Story Sent in by Della:

When I was in college, I met John at a football game. He was a good-looking economics major, and we had a good rapport. Our first date was out, and it went well. For our second date, I offered to cook him dinner in my apartment.

I decided to steam vegetables with pasta and make eggplant Parmesan. It was a tried and true recipe that I had made plenty of times before. John came over early and he sat in my kitchen and we spoke while I cooked.

"What are you doing?" he asked me during one point in the process.

I replied, "I'm dipping the eggplant slices in batter."

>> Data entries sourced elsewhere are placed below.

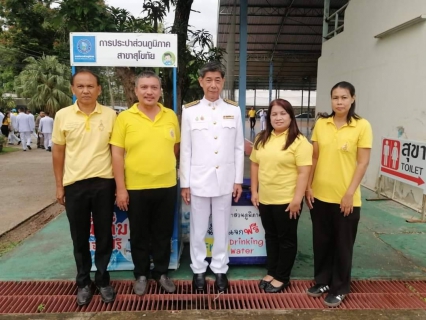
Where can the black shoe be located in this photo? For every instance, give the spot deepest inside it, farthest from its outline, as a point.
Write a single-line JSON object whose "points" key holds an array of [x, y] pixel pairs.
{"points": [[107, 294], [199, 281], [333, 300], [221, 282], [263, 284], [140, 285], [271, 289], [84, 295], [317, 290]]}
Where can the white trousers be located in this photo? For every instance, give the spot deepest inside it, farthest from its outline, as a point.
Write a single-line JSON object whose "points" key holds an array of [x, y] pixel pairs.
{"points": [[13, 137], [220, 208], [25, 139], [47, 140]]}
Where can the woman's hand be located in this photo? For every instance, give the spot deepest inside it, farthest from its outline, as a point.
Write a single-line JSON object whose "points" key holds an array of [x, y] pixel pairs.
{"points": [[347, 204], [122, 199], [309, 198], [294, 209], [255, 199]]}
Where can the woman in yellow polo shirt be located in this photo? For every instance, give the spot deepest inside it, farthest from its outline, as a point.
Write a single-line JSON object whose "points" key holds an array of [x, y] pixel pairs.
{"points": [[342, 142], [281, 160]]}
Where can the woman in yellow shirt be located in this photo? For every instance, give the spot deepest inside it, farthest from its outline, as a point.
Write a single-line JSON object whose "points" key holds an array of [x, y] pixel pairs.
{"points": [[342, 143], [280, 163], [5, 126]]}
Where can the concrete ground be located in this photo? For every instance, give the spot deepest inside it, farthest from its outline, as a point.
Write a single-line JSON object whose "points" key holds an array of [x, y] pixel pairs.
{"points": [[27, 185]]}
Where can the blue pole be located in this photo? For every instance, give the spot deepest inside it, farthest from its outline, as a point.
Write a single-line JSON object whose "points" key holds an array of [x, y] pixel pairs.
{"points": [[271, 76], [243, 59], [175, 90], [73, 73]]}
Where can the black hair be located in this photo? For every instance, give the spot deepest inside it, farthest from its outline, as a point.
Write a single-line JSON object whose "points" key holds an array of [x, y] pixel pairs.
{"points": [[351, 114], [293, 130], [212, 66], [98, 80]]}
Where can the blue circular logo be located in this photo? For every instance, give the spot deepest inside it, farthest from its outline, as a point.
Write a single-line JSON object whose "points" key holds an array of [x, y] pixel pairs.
{"points": [[84, 46]]}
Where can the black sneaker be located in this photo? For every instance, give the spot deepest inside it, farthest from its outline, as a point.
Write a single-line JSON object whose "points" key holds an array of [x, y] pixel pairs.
{"points": [[107, 294], [333, 300], [84, 295], [317, 290]]}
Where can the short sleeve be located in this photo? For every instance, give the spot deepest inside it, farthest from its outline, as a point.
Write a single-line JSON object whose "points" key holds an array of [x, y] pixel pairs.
{"points": [[58, 135], [253, 155], [314, 136], [303, 153], [365, 139], [118, 132], [177, 129]]}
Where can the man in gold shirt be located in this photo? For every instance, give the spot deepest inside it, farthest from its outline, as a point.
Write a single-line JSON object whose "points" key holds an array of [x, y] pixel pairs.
{"points": [[84, 180], [145, 142]]}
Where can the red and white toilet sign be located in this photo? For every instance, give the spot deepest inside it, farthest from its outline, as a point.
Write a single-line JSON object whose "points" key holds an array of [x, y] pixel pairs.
{"points": [[404, 160]]}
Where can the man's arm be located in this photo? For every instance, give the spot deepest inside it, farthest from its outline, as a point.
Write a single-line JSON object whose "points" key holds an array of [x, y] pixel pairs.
{"points": [[58, 157], [238, 158], [122, 197], [185, 157]]}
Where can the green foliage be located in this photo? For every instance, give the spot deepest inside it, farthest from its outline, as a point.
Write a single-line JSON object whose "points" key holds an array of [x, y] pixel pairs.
{"points": [[46, 82], [26, 32]]}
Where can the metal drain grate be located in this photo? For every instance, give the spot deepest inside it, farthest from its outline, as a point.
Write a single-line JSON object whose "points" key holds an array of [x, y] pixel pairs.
{"points": [[59, 296]]}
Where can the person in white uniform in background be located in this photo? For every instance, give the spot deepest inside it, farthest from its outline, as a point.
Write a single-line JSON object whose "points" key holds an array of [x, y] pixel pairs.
{"points": [[12, 136], [211, 172], [46, 128], [25, 126]]}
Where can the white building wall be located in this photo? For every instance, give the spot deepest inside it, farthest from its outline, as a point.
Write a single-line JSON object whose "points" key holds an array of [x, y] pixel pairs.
{"points": [[389, 75]]}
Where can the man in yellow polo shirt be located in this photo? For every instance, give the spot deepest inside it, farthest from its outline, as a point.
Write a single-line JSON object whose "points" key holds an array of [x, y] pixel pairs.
{"points": [[145, 142], [84, 180]]}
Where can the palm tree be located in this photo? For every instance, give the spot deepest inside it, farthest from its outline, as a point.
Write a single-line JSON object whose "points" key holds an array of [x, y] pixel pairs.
{"points": [[46, 82]]}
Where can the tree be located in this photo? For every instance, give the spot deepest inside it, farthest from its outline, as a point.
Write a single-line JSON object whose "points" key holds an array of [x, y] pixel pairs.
{"points": [[45, 82], [25, 31]]}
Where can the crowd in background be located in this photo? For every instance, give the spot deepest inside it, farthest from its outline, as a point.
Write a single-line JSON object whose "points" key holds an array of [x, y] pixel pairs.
{"points": [[18, 128]]}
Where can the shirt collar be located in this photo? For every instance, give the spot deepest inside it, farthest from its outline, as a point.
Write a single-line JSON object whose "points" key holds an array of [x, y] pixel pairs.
{"points": [[135, 109], [278, 135], [211, 103], [97, 109], [352, 124]]}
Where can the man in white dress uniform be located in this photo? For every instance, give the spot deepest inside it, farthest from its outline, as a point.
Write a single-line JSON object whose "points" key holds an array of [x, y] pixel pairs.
{"points": [[46, 128], [211, 172], [25, 126]]}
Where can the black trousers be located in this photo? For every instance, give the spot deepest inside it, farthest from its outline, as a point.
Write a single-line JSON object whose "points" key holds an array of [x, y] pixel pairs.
{"points": [[333, 241], [280, 239], [252, 123], [91, 197], [151, 215], [5, 130]]}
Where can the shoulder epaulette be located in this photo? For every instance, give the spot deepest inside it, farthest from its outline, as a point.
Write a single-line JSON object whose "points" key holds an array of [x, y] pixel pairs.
{"points": [[231, 102], [193, 103]]}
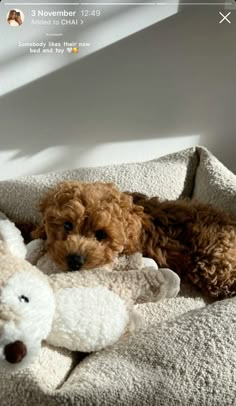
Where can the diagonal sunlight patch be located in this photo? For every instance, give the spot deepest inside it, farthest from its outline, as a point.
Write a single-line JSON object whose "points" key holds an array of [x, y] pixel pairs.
{"points": [[114, 23]]}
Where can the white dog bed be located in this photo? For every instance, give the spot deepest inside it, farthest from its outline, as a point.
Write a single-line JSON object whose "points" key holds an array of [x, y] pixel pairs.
{"points": [[185, 355]]}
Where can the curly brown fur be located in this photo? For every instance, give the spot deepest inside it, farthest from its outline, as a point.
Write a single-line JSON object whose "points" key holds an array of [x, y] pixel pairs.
{"points": [[196, 240]]}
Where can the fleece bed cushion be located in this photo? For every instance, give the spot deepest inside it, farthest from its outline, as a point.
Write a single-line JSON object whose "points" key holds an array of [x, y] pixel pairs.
{"points": [[185, 353]]}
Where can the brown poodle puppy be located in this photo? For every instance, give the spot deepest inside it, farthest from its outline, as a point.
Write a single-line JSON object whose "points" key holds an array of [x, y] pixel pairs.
{"points": [[89, 224]]}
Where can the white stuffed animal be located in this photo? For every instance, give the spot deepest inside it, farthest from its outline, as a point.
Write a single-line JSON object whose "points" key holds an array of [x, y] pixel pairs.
{"points": [[81, 311]]}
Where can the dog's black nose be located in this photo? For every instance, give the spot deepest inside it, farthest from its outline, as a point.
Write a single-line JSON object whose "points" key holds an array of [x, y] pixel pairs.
{"points": [[15, 352], [75, 261]]}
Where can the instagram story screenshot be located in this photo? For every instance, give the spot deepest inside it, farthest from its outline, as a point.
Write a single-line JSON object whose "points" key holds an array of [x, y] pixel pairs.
{"points": [[117, 202]]}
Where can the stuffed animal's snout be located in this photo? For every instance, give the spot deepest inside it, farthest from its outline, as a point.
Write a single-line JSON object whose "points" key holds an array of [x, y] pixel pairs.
{"points": [[15, 352]]}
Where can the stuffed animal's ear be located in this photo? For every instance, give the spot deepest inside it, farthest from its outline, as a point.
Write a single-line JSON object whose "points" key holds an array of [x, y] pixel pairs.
{"points": [[39, 232], [3, 248]]}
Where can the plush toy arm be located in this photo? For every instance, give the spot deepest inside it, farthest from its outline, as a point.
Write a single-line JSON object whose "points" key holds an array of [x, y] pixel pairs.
{"points": [[145, 285]]}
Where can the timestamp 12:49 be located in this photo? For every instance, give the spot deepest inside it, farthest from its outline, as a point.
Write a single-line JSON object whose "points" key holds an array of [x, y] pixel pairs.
{"points": [[90, 13]]}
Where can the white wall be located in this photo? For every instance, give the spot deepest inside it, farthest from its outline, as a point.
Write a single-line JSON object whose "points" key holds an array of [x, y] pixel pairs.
{"points": [[165, 88]]}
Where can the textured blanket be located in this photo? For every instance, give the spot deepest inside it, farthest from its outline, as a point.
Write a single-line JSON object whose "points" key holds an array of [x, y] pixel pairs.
{"points": [[185, 354]]}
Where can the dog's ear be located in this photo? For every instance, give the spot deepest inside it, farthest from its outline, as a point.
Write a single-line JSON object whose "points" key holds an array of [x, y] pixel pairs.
{"points": [[39, 232]]}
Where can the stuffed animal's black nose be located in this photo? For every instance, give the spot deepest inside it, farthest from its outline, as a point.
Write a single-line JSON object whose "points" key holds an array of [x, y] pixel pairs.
{"points": [[75, 261], [15, 352]]}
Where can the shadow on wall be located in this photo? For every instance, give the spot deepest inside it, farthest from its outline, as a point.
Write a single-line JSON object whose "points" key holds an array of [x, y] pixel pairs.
{"points": [[171, 80]]}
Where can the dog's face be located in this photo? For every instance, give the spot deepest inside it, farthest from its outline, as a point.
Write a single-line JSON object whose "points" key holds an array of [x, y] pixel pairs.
{"points": [[88, 224]]}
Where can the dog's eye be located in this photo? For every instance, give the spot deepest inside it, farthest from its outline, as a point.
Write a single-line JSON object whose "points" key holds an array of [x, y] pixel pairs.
{"points": [[68, 226], [23, 298], [100, 235]]}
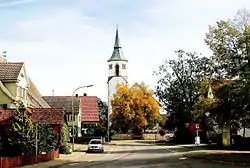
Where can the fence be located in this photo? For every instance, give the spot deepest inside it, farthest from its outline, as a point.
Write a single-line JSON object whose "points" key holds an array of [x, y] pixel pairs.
{"points": [[8, 162]]}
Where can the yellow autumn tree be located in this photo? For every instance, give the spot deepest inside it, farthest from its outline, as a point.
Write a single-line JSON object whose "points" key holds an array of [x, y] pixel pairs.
{"points": [[134, 108], [121, 109]]}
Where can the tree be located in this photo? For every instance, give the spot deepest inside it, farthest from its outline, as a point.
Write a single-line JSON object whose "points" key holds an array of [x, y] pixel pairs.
{"points": [[122, 113], [230, 43], [21, 134], [134, 108], [103, 112], [178, 88]]}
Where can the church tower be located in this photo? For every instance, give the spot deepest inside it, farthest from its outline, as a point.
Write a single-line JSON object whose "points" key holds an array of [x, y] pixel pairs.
{"points": [[117, 74]]}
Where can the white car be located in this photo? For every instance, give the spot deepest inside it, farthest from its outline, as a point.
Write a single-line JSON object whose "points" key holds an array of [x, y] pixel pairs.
{"points": [[95, 145]]}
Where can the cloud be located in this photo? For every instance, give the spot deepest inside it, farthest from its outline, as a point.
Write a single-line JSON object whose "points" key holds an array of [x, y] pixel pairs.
{"points": [[9, 3], [66, 45]]}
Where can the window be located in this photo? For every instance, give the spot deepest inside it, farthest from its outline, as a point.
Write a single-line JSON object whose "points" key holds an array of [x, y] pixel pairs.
{"points": [[25, 94], [5, 106], [117, 70], [123, 66]]}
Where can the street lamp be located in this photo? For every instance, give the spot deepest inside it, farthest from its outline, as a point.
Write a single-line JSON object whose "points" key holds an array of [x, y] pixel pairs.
{"points": [[73, 115]]}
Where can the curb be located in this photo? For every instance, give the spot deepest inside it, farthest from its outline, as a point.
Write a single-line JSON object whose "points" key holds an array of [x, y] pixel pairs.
{"points": [[217, 161]]}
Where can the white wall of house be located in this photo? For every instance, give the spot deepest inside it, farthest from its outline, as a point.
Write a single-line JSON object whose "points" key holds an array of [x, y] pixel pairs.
{"points": [[247, 132], [22, 86]]}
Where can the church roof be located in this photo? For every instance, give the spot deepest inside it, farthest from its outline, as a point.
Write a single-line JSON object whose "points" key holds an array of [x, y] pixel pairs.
{"points": [[117, 54]]}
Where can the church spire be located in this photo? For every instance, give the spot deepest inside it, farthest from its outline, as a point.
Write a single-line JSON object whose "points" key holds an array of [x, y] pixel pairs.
{"points": [[117, 39], [117, 54]]}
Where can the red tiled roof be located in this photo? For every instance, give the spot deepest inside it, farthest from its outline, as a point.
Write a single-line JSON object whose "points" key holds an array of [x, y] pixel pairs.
{"points": [[41, 115], [89, 109], [10, 70], [48, 115], [5, 113], [63, 102]]}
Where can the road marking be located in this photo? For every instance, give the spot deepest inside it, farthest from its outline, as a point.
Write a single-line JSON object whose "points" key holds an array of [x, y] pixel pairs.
{"points": [[72, 164]]}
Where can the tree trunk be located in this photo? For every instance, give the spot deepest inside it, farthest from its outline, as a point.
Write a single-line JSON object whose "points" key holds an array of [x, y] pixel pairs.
{"points": [[244, 131]]}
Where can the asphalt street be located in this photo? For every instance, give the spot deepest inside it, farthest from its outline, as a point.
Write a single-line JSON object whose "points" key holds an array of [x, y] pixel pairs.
{"points": [[141, 155]]}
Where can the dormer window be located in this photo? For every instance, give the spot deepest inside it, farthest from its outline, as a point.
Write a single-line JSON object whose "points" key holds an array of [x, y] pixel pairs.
{"points": [[117, 70], [123, 66]]}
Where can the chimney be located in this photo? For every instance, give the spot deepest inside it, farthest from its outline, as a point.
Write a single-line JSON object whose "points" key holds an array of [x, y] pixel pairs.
{"points": [[3, 57], [53, 92]]}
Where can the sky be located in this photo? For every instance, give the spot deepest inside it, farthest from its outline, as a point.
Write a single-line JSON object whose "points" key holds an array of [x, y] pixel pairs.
{"points": [[66, 43]]}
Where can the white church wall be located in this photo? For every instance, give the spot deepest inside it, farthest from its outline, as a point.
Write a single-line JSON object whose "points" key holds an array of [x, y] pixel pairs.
{"points": [[112, 87], [122, 72]]}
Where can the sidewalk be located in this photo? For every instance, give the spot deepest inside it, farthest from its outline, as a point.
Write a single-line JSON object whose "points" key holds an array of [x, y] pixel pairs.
{"points": [[237, 158], [78, 155]]}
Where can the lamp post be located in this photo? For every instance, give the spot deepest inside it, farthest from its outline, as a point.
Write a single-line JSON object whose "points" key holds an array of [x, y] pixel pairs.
{"points": [[108, 115], [73, 115]]}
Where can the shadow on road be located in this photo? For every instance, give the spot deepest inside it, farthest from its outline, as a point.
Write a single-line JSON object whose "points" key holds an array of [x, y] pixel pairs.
{"points": [[170, 161]]}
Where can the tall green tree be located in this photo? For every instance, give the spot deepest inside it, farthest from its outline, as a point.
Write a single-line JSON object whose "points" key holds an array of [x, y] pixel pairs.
{"points": [[21, 135], [179, 84], [230, 42]]}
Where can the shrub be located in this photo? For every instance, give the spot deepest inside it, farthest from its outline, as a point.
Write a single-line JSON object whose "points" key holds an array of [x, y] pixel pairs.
{"points": [[65, 133], [21, 134], [65, 149], [162, 133]]}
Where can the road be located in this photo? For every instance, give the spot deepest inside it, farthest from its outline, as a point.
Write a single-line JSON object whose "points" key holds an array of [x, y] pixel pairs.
{"points": [[140, 155]]}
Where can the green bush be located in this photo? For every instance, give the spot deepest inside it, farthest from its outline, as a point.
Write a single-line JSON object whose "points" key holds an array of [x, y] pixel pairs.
{"points": [[65, 149], [65, 133], [21, 134]]}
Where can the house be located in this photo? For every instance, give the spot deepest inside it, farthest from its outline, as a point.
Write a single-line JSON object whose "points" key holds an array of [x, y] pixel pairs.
{"points": [[51, 116], [85, 110], [66, 103], [89, 113], [15, 85]]}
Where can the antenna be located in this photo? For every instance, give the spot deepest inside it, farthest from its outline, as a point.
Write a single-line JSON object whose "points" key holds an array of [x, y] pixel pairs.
{"points": [[4, 53]]}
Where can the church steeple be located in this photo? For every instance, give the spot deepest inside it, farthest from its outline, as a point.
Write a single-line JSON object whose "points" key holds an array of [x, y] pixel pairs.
{"points": [[117, 40], [117, 54]]}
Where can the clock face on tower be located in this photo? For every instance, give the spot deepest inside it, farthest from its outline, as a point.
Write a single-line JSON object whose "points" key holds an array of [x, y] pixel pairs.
{"points": [[123, 66]]}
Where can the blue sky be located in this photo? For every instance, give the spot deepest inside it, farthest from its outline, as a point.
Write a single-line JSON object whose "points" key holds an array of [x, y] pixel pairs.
{"points": [[66, 43]]}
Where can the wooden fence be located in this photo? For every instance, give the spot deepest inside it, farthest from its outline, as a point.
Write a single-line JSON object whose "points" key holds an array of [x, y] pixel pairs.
{"points": [[8, 162]]}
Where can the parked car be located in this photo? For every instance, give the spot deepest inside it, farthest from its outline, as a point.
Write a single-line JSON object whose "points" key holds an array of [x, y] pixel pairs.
{"points": [[95, 145]]}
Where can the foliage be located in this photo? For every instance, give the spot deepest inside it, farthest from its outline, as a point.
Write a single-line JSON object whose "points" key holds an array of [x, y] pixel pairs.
{"points": [[21, 134], [180, 82], [48, 138], [162, 132], [134, 108], [65, 133], [103, 112], [230, 43], [65, 149]]}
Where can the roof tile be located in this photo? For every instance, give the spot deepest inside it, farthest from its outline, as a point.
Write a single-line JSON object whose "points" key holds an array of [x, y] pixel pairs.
{"points": [[89, 109], [10, 70]]}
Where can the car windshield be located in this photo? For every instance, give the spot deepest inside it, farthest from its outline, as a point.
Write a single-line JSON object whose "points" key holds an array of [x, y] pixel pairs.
{"points": [[95, 142]]}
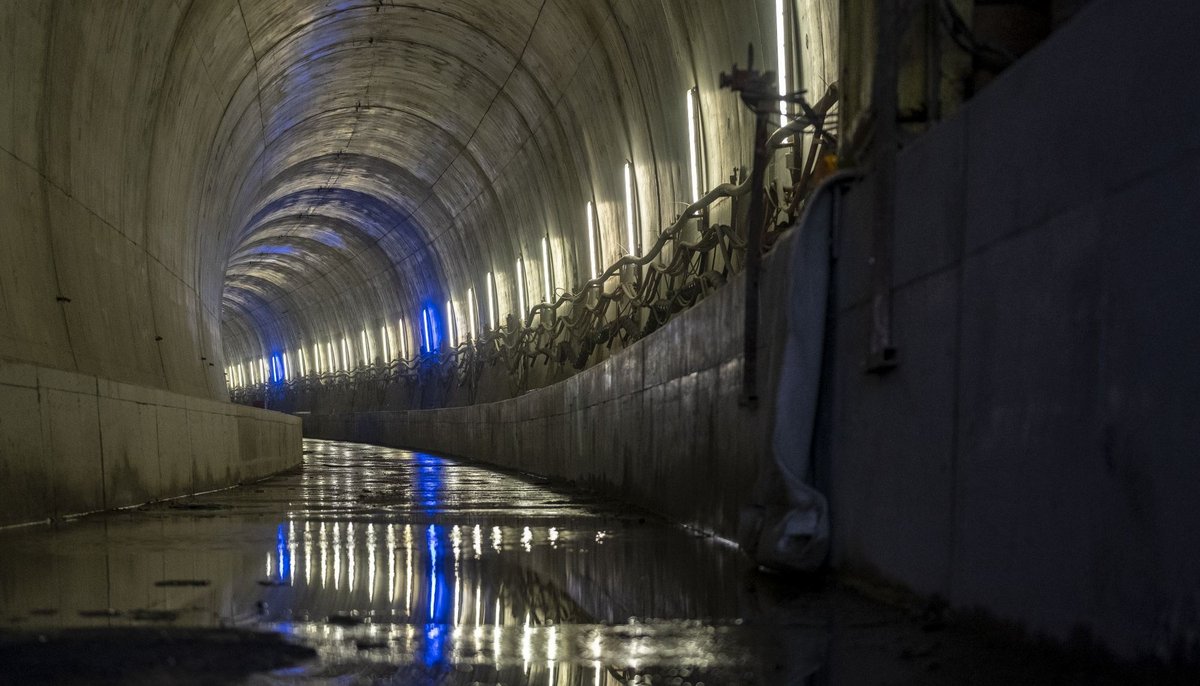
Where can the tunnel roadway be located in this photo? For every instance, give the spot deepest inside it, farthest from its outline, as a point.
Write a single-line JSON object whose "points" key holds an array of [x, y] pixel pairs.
{"points": [[375, 565]]}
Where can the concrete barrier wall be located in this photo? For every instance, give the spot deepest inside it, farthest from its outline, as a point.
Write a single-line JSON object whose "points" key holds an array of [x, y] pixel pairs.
{"points": [[1035, 452], [72, 443]]}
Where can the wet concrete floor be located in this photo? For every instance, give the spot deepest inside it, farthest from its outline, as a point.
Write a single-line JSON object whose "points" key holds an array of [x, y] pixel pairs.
{"points": [[373, 565]]}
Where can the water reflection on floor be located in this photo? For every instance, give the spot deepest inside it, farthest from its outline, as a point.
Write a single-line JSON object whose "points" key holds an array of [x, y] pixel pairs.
{"points": [[403, 567]]}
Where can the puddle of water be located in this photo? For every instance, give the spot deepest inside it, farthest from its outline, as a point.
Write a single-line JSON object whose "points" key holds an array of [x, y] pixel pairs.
{"points": [[401, 567]]}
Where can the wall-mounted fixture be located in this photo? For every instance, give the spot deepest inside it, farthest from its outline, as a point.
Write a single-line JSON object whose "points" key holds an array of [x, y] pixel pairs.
{"points": [[491, 301], [547, 283], [630, 211], [694, 143], [521, 295], [593, 245], [471, 313]]}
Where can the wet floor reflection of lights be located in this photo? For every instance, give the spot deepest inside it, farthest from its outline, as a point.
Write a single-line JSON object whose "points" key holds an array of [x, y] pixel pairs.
{"points": [[406, 567]]}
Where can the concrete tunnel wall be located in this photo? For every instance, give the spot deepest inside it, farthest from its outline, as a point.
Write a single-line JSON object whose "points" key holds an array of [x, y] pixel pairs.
{"points": [[192, 185], [1033, 455]]}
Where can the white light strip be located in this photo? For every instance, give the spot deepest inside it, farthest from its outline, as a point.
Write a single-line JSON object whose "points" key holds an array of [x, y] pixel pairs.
{"points": [[630, 234], [547, 287], [592, 242], [521, 302], [471, 312], [491, 301], [781, 58], [429, 332], [693, 144]]}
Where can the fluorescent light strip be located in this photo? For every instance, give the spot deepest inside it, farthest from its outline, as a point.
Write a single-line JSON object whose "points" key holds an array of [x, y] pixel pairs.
{"points": [[547, 288], [491, 301], [693, 144], [781, 58], [592, 241], [471, 312], [630, 234], [521, 302]]}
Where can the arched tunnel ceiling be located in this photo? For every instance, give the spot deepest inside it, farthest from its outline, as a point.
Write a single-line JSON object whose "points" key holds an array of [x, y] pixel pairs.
{"points": [[363, 107], [199, 182], [376, 157]]}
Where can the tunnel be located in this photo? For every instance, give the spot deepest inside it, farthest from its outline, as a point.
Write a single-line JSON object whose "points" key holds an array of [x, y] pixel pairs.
{"points": [[599, 341]]}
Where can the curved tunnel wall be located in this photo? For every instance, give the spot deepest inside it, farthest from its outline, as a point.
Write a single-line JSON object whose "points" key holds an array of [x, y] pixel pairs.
{"points": [[190, 185], [201, 182]]}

He gave me a long stare and asked, "Are you sure you're doing it right?"


He frowned at me as I continued with the process. He then walked up to the stove and looked inside the pot of water that I had going for the pasta. It had been going for a few minutes and I hadn't yet added the pasta, itself.

John removed the pot from the stove and poured the water down the sink.

"What are you doing?" I asked him, "That was on there for the pasta."

He shook his head as if I was a three-year-old and said, "There's a much faster way to do it."

"To boil water?" I asked.

He said, "Yeah. Let me show you."

He picked up a plastic mixing bowl, filled it with water, and slipped it into a nearby microwave. He set it for 20 minutes and started it up.

"Are you serious?" I asked him, "Boiling in a microwave takes forever, plus isn't it dangerous?"

He said, "I do it this way all the time. You should do it this way." He sat back down at the table.

I canceled the microwave timer and took the water out. I said, "I promise that I've got this. Just relax and I'll have dinner ready in just a bit."

He didn't say anything for a minute or so, and he watched me place a pot of water back onto the stove. I turned back to the eggplant. He then stood up and picked up the pot of water a second time.

"What are you doing?" I asked him, blocking him from the sink.

He tried to sidle past me, but I blocked him each way. He then poured the water all over the floor.

"What the hell?" I yelled.

He calmly set the pot back onto the stove and said, "You're wasting time doing it your way. If you're going to be difficult about it, then I'll get my dinner someplace else, and in half the time."

I searched for a good response, but the best one I thought of was also the first one, and that was, "Get out!"

Without another word, he turned and left the apartment. I called up some friends, they brought over some food, and we had a delicious, if late, home-cooked meal. As for John, whenever I encountered him in person after that, we didn't exchange words. I'm sure he'll make his future wife extra happy, especially if he leaves the house for some fast food whenever she cooks.


  1. Holy shit, what a control freak. Nicely dodged OP!

  2. 20 minutes in the microwave brings water to a boil faster than the five minutes it takes on the stove?

    No wonder our economy is down the toilet.

  3. Good work throwing him out.
    Maybe don't bring them back to your apartment tho until after you have ascertained if they are a total douche or not. Could have been worse...

  4. If he wanted fast why not just boil water in a kettle first? much safer than a plastic container in a microwave.

  5. To be fair, a pot on the hob is quite slow and wasteful for boiling water.
    But putting water in a plastic bag inside the microwave is insane too.

    The best way would be using an electric kettle.

  6. One baby that deserves to go out with the bathwater.

  7. Boiling water in the microwave (assuming it's in a microwave-safe dish, of course) is much faster then boiling on the stove. And it doesn't take anywhere *near* 20 minutes, for heaven sakes. It's not at all dangerous. But it's also not perfect for everything you're cooking. Besides, the guy was extremely rude for butting in, in the first place.